Davis, M. H., van Casteren, M., Marslen-Wilson, W. D. (2003) "Frequency effects in processing inflected Dutch nouns: A distributed connectionist account" in Baayen, R. H. & Schreuder R. (Eds) Morphological Structure in Language Processing. Mouton de Gruyter, Berlin, p.427-462.
Abstract
One source of evidence concerning the representation and processing of inflected words comes from frequency effects. Experiments in Dutch reported by Baayen, Dijkstra and Schreuder (1997) are interpreted as evidence for a dual-route race model in which inflected words are both stored as whole forms and decomposed into stems and affixes. In this paper we report two sets of neural network simulations demonstrating that a singlemechanism, distributed, connectionist model, trained to map from orthographic input to a representation of the meaning and inflectional status of words, can account for the Baayen et al. results without requiring two computational mechanisms.
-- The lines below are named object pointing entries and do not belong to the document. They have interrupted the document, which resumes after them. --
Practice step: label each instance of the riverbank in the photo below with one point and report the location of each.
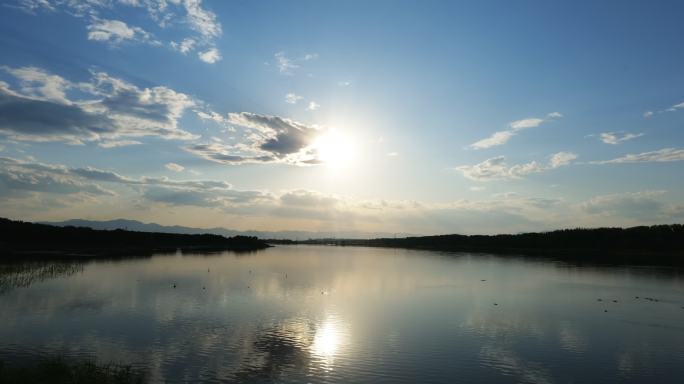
(20, 240)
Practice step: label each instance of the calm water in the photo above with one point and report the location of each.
(326, 314)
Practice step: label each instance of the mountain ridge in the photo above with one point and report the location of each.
(135, 225)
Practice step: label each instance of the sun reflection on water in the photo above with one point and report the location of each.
(326, 343)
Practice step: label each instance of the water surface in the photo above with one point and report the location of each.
(331, 314)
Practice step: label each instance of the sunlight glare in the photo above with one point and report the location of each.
(326, 340)
(335, 149)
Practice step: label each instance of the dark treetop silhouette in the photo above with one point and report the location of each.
(19, 238)
(658, 244)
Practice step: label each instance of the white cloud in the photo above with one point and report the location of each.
(174, 167)
(285, 65)
(525, 123)
(36, 82)
(615, 138)
(630, 204)
(676, 107)
(116, 31)
(292, 98)
(662, 155)
(185, 46)
(502, 137)
(496, 168)
(105, 109)
(199, 25)
(270, 139)
(498, 138)
(117, 143)
(210, 56)
(202, 20)
(561, 158)
(23, 180)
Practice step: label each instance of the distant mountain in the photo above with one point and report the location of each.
(134, 225)
(20, 239)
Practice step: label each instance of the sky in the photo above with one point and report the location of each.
(412, 117)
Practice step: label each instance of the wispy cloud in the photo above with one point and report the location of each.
(674, 108)
(117, 31)
(285, 65)
(200, 25)
(292, 98)
(615, 138)
(104, 109)
(210, 56)
(271, 139)
(496, 168)
(662, 155)
(174, 167)
(117, 143)
(502, 137)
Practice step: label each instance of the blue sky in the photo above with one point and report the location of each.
(396, 116)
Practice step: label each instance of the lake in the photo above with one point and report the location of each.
(350, 314)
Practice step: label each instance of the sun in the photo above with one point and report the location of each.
(335, 149)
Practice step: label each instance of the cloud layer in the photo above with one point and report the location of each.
(496, 168)
(187, 16)
(502, 137)
(40, 108)
(271, 139)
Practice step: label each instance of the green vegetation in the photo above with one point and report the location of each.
(22, 239)
(61, 371)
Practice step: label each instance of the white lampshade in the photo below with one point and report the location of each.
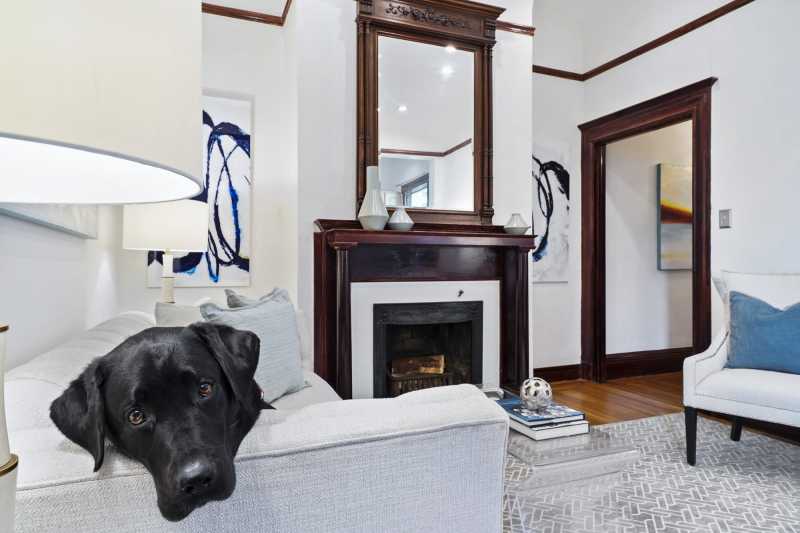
(100, 101)
(180, 226)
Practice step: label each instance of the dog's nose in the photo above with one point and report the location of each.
(195, 478)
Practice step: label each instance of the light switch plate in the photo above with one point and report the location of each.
(724, 218)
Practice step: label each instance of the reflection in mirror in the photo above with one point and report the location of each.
(425, 125)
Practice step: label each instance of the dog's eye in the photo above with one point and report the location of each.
(206, 389)
(136, 417)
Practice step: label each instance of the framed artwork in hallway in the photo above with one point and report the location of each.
(674, 217)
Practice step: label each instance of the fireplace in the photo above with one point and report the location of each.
(432, 258)
(446, 338)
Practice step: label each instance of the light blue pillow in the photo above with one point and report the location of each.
(762, 336)
(236, 300)
(279, 370)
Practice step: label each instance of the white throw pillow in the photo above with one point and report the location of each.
(174, 315)
(279, 370)
(236, 300)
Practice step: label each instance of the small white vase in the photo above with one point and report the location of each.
(373, 214)
(400, 220)
(516, 225)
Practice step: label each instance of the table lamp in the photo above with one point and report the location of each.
(100, 105)
(167, 227)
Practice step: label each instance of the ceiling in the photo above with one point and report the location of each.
(268, 7)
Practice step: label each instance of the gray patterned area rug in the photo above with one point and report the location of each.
(749, 486)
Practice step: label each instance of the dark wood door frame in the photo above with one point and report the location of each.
(689, 103)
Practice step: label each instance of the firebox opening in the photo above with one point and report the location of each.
(418, 346)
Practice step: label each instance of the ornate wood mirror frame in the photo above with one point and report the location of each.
(464, 24)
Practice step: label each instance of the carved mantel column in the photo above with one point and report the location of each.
(344, 360)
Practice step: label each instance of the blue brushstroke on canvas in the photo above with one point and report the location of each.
(221, 251)
(545, 199)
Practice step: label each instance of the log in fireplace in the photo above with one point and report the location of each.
(453, 330)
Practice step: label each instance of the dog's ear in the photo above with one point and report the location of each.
(80, 412)
(235, 350)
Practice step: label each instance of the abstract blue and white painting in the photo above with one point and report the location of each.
(227, 127)
(550, 219)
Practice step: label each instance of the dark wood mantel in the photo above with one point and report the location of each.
(345, 253)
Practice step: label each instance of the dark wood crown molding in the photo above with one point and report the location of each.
(422, 153)
(515, 28)
(648, 46)
(558, 73)
(252, 16)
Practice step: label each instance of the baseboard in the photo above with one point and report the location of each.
(558, 373)
(623, 365)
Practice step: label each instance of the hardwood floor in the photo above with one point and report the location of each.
(623, 399)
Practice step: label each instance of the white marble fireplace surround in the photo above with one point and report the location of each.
(363, 296)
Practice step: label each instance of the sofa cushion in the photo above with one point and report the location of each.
(777, 390)
(317, 391)
(762, 336)
(320, 468)
(279, 368)
(30, 388)
(236, 300)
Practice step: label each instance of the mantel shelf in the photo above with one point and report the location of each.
(341, 233)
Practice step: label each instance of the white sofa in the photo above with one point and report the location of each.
(427, 461)
(740, 392)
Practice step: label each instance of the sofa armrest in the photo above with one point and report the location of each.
(431, 460)
(700, 366)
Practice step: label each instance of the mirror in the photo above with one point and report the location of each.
(426, 125)
(424, 107)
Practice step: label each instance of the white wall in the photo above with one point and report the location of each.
(453, 180)
(54, 285)
(754, 159)
(557, 110)
(245, 59)
(302, 78)
(646, 308)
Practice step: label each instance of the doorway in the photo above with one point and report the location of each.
(689, 107)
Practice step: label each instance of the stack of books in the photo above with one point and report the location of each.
(549, 423)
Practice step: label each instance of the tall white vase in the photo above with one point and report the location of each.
(8, 462)
(373, 214)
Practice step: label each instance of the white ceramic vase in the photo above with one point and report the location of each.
(400, 220)
(373, 214)
(516, 225)
(8, 462)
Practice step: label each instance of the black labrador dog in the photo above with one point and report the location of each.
(178, 400)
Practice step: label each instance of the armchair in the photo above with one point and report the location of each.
(743, 393)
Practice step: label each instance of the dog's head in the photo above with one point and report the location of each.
(179, 400)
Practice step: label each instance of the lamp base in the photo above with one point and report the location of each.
(8, 493)
(8, 461)
(168, 279)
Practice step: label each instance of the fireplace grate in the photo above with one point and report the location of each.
(400, 384)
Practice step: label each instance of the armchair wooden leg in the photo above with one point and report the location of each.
(691, 434)
(736, 429)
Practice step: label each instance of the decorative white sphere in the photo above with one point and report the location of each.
(536, 393)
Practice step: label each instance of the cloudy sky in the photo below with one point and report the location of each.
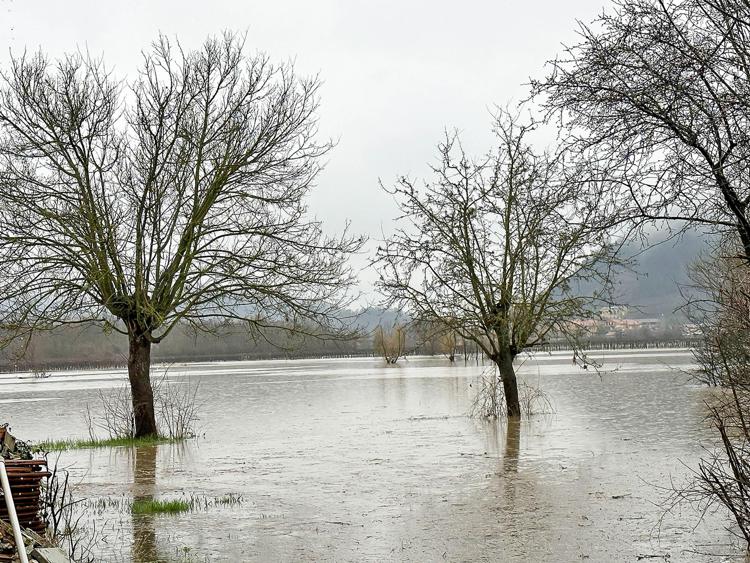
(395, 73)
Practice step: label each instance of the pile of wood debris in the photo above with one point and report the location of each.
(38, 548)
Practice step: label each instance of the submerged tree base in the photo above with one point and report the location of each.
(490, 403)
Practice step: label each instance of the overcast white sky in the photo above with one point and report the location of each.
(395, 73)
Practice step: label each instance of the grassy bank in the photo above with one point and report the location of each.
(154, 506)
(88, 443)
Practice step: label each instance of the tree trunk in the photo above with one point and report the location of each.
(510, 383)
(139, 368)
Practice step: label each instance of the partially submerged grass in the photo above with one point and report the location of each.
(191, 503)
(155, 506)
(88, 443)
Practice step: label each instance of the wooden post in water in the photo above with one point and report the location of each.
(20, 546)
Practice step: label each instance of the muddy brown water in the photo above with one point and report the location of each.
(351, 460)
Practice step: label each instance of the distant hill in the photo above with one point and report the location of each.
(652, 290)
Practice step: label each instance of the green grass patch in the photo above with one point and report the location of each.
(160, 506)
(87, 443)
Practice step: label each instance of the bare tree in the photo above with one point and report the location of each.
(662, 87)
(492, 249)
(720, 305)
(390, 345)
(175, 198)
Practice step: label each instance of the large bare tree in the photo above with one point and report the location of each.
(175, 198)
(494, 249)
(663, 88)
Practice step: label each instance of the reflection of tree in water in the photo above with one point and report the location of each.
(144, 487)
(512, 445)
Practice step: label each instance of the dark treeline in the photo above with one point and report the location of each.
(88, 346)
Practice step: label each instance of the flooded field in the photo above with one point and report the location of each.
(350, 460)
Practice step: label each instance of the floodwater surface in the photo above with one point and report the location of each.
(352, 460)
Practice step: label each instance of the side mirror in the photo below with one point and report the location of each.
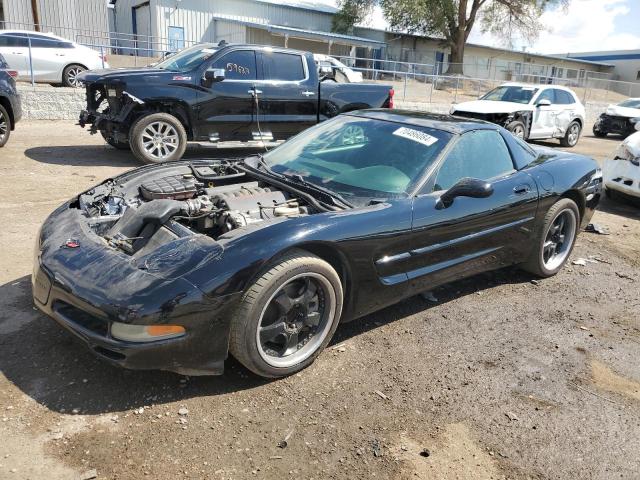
(466, 187)
(213, 75)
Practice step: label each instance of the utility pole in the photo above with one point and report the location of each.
(36, 17)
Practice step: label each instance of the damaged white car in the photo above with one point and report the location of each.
(622, 173)
(531, 112)
(618, 118)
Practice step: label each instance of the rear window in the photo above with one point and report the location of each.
(283, 66)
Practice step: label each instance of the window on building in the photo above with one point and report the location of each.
(238, 65)
(479, 154)
(283, 66)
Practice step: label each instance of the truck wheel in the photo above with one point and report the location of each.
(157, 138)
(287, 316)
(573, 134)
(70, 76)
(518, 129)
(5, 126)
(113, 142)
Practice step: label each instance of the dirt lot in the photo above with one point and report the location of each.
(503, 377)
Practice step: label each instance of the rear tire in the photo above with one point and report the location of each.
(572, 135)
(113, 142)
(287, 316)
(70, 76)
(5, 126)
(158, 138)
(554, 245)
(518, 129)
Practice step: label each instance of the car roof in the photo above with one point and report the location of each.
(535, 85)
(438, 121)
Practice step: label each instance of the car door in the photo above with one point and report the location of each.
(544, 116)
(288, 101)
(226, 110)
(47, 65)
(15, 49)
(471, 234)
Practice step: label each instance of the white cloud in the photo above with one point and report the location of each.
(586, 25)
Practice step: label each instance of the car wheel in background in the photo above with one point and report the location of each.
(70, 76)
(599, 133)
(518, 129)
(5, 126)
(555, 240)
(287, 316)
(572, 135)
(157, 138)
(113, 142)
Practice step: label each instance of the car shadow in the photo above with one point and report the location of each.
(49, 365)
(105, 155)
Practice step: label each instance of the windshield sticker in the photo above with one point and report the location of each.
(416, 136)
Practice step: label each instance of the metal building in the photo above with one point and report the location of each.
(78, 20)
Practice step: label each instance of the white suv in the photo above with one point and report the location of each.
(531, 112)
(55, 59)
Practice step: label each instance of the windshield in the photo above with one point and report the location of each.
(631, 103)
(187, 59)
(360, 158)
(511, 94)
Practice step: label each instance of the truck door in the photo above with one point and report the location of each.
(227, 108)
(287, 93)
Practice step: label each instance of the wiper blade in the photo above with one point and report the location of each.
(296, 178)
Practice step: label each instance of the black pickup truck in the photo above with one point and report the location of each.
(217, 93)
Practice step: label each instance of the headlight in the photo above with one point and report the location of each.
(145, 333)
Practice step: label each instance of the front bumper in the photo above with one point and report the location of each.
(86, 289)
(622, 176)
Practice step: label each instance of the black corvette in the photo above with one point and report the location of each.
(173, 266)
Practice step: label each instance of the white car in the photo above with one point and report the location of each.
(618, 118)
(531, 112)
(55, 60)
(348, 75)
(622, 173)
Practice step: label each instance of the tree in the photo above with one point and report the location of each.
(452, 20)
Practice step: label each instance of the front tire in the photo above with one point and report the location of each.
(157, 138)
(70, 76)
(287, 316)
(5, 126)
(572, 135)
(555, 240)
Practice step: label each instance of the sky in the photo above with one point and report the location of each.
(586, 25)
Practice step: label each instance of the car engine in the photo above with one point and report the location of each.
(136, 218)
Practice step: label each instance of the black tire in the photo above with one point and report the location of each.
(247, 322)
(536, 264)
(518, 129)
(139, 132)
(599, 133)
(69, 75)
(5, 126)
(113, 142)
(569, 140)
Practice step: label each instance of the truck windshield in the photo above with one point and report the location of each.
(360, 158)
(187, 59)
(511, 93)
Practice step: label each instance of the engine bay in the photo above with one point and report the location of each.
(215, 199)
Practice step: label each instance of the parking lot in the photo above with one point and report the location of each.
(504, 376)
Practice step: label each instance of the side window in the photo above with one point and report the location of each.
(238, 65)
(478, 154)
(39, 41)
(564, 98)
(547, 95)
(283, 66)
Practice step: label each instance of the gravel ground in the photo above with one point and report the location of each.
(502, 377)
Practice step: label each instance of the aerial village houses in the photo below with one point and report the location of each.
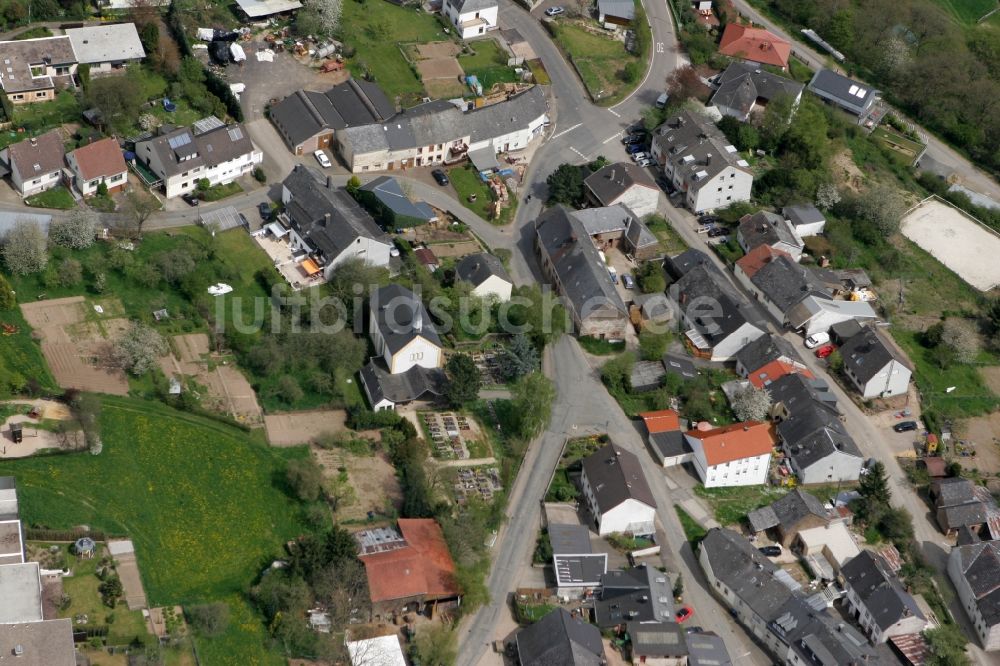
(572, 264)
(471, 18)
(208, 150)
(973, 567)
(328, 224)
(97, 163)
(35, 165)
(617, 493)
(700, 162)
(408, 570)
(624, 183)
(733, 455)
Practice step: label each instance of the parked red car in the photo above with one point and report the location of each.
(684, 614)
(824, 351)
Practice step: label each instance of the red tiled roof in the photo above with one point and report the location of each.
(755, 44)
(735, 442)
(759, 257)
(775, 370)
(422, 568)
(101, 158)
(664, 420)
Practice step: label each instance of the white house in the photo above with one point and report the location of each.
(106, 48)
(806, 219)
(972, 568)
(328, 224)
(623, 183)
(734, 455)
(700, 162)
(209, 150)
(36, 164)
(875, 365)
(617, 493)
(471, 18)
(486, 274)
(402, 331)
(96, 163)
(878, 601)
(817, 314)
(439, 132)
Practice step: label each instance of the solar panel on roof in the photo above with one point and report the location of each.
(176, 142)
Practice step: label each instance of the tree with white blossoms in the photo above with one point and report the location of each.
(77, 231)
(751, 404)
(138, 348)
(827, 196)
(24, 248)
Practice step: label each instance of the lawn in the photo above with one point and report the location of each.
(58, 197)
(200, 500)
(377, 28)
(220, 191)
(970, 396)
(488, 63)
(967, 12)
(600, 61)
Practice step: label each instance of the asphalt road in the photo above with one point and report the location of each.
(944, 157)
(583, 406)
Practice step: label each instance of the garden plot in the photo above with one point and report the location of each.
(73, 341)
(453, 435)
(228, 390)
(957, 240)
(295, 428)
(481, 482)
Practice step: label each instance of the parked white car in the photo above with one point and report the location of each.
(323, 160)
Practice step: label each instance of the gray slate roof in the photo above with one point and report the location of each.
(657, 639)
(765, 349)
(559, 639)
(440, 121)
(867, 353)
(401, 317)
(477, 268)
(743, 83)
(785, 283)
(640, 594)
(615, 475)
(881, 592)
(802, 214)
(613, 180)
(691, 135)
(306, 113)
(707, 649)
(838, 88)
(979, 564)
(583, 277)
(312, 200)
(388, 191)
(766, 228)
(414, 384)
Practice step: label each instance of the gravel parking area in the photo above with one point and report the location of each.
(960, 242)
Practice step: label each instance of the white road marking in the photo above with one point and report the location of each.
(568, 129)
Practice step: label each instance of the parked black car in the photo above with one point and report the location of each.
(440, 176)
The pattern of frequency effects produced by this single-mechanism model depends critically on including homonymous affixes in the training set, such as the Dutch plural affix –en which also marks verb infinitives. This finding suggests that frequency effects for morphologically complex words can be accounted for in a distributed system, without postulating distinct processing mechanisms of whole-word storage and morphological decomposition.